“Eternal Sunshine of the Spotless Mind” in review

Jim Carrey stars in romantic comedy full of twists and turns



Story by Trent Tetzlaff, Copy Editor

If you like Jim Carrey, his quirky sense of humor and different acting style, then this one is right up your alley.

“Eternal Sunshine of the Spotless Mind” is a twisted comedic and romantic film in which Carrey stars as a rather bland man named Joel Barish. Barish is informed that his ex-girlfriend Clementine, otherwise known as Clem, has had her memories of their relationship erased from her brain thanks to an experimental procedure performed by Dr. Mierzwiak, a knowledgeable doctor.

In response, Barish decides to have the same procedure done to himself to have his memory erased of Clementine. As two workers of Dr. Mierzwiak perform the procedure overnight on Joel in his apartment, he struggles in his own mind to save the memories of Clementine from being deleted.

I am no movie connoisseur but I can spot an odd film when I see one, and that is exactly what this one is. However, despite its odd scenes and plot twists left and right, as I reflected on the film as a whole it came to me that the movie did exactly what it was supposed to.

The way that Clementine (Kate Winslet) contrasts with Barish from the get-go just really gets me thinking. Why is such an outgoing woman going out of her way to get to know a boring emotional man like Barish on an empty train? The answer is because opposites attract, as you learn throughout the film.

Clementine’s sarcastic sense of humor clashes with Barish’s rather dry one, really making you wonder what is going on. But as Barish begins to have his procedure to erase his memories, you learn about the relationship between the two, bringing you back up to speed to again be thrown a curveball before Barish can even awake.
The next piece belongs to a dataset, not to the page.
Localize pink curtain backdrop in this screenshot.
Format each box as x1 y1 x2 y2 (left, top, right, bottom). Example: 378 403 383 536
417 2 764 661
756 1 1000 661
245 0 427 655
Director Michel Gondry and screenwriter Charlie Kaufman have a fresh way of portraying the love story to viewers that almost makes you feel as if you are having the dreams, not Barish, as you face a whirlwind of up’s and down’s.

In a New York Times film review Elvis Mitchell said, “Even as you laugh, it’s a movie you admire more than love.”

I can’t agree with Mitchell any more. This 108 minute screenplay will have you laughing, wondering and admiring each and every character for a different reason while keeping you on the edge of your seat.

So grab yourself a seat but make sure not to miss a second or you’ll be lost. Shows are at 7 p.m. Friday, 2 and 7 p.m. Saturday and 2 p.m. Sunday in Woodland Theater in Davies Center.